Chapter 7 — Maneuvering of 13

Maneuvering

Tactical maneuvering is the most difficult part of warfare. The art is to turn indirect routes into direct ones, and setbacks into advantages.

Summary

Chapter 7 opens with the command structure: the commander receives orders from the sovereign, assembles and organizes the army, unifies it, establishes his position — and then comes maneuvering, which Sun Tzu calls the most difficult part of warfare. The challenge is to turn indirect routes into direct ones and setbacks into advantages. A long roundabout path taken while luring the enemy off course, arriving at the objective before them — this demonstrates the art of the indirect approach turned direct. But the practical warnings follow: if you march your entire equipped army to seize an advantage, you arrive too late; if you send a fast detachment without its supply train, it will be lost even if it arrives.

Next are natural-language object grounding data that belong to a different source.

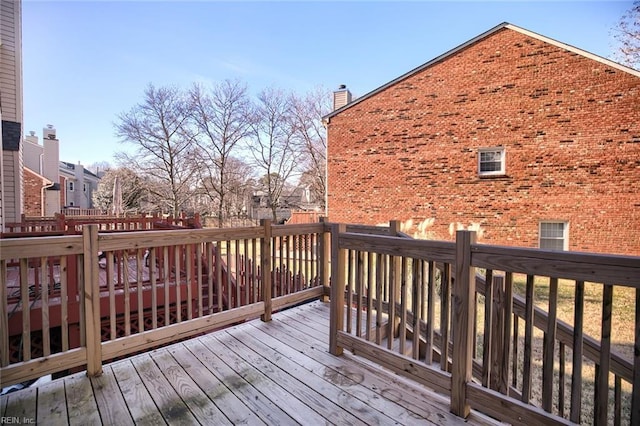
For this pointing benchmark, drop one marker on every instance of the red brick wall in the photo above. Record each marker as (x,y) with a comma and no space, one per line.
(63,192)
(32,193)
(570,126)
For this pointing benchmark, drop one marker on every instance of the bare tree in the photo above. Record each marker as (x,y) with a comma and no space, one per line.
(272,145)
(222,116)
(627,34)
(134,190)
(158,127)
(310,136)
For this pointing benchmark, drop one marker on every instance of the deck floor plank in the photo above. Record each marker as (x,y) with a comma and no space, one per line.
(414,398)
(281,398)
(199,404)
(139,403)
(316,377)
(354,379)
(168,401)
(52,407)
(81,404)
(313,392)
(279,372)
(236,411)
(111,404)
(22,404)
(264,408)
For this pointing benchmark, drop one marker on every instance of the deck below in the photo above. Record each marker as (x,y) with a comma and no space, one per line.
(254,373)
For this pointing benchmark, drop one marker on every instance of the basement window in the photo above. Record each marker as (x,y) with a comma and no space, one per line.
(554,235)
(491,161)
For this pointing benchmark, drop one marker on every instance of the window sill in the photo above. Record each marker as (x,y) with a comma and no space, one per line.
(496,176)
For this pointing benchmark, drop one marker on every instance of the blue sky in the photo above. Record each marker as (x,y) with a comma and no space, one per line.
(85,62)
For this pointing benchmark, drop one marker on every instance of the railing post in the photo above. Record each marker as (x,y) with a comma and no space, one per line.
(464,289)
(265,265)
(395,227)
(338,265)
(394,286)
(91,291)
(324,256)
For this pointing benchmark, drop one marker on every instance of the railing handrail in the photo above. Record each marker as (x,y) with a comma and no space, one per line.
(36,252)
(604,269)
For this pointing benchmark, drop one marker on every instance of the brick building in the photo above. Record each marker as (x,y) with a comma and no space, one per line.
(532,142)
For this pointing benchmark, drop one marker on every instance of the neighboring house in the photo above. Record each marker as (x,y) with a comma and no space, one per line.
(63,184)
(41,176)
(36,193)
(300,199)
(528,140)
(79,185)
(11,190)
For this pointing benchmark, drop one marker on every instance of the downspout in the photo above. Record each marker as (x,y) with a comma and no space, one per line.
(43,201)
(325,123)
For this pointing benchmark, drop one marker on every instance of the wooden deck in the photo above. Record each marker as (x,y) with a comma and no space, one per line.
(278,372)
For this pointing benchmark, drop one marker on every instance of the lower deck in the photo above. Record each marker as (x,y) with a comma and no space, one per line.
(277,372)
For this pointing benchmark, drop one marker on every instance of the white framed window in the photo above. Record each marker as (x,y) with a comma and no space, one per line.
(554,235)
(491,161)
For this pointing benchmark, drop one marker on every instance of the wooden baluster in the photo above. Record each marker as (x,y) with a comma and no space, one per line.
(445,313)
(528,340)
(64,304)
(431,294)
(463,317)
(508,316)
(91,296)
(497,347)
(166,271)
(44,299)
(561,378)
(189,280)
(265,265)
(514,364)
(359,286)
(488,328)
(403,306)
(4,322)
(635,396)
(370,296)
(25,304)
(124,267)
(617,405)
(153,276)
(416,305)
(177,265)
(379,288)
(338,266)
(219,276)
(601,394)
(549,347)
(139,287)
(576,374)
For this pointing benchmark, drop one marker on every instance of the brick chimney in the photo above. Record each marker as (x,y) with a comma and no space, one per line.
(341,97)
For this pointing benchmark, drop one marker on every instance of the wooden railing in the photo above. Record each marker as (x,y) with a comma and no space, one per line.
(72,225)
(73,301)
(447,315)
(466,319)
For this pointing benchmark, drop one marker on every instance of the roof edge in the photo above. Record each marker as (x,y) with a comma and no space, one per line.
(477,38)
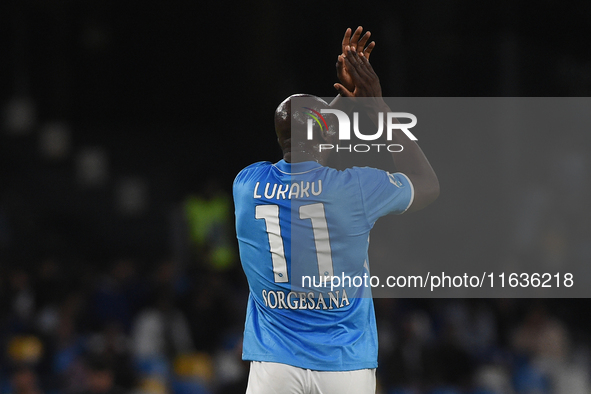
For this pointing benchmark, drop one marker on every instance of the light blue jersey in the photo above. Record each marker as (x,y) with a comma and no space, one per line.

The chapter states the arithmetic of force-marching bluntly. Force-march fifty miles to seize an advantage, and you will lose your lead commander; only half your force will arrive. Force-march thirty miles, and two-thirds will make it. An army without its supply train is lost. Without provisions, it is lost. Without secure bases of supply, it is lost. You cannot form alliances without knowing your neighbors' intentions. You cannot lead an army through unfamiliar country without local guides. These are not tactical principles but operational prerequisites — the infrastructure on which all doctrine rests.

The principles for the maneuvering army: move as fast as the wind; hold formation like a forest; in attack, be as destructive as fire; in defense, be as immovable as a mountain; keep your plans as dark as night; when you strike, hit like a thunderbolt. The chapter closes with a sustained section on morale. A soldier's energy peaks in the morning, fades by midday, and collapses by evening. The skilled commander avoids the enemy when their spirit is high and attacks when they are sluggish and ready to quit. He maintains discipline and calm while waiting for the enemy to become disordered and chaotic. He stays rested while the enemy exhausts itself. He does not engage an enemy whose formations are perfect or whose spirit is at its peak. He does not take bait. He does not block an army heading home. He leaves the surrounded enemy an escape route. That is the art of warfare.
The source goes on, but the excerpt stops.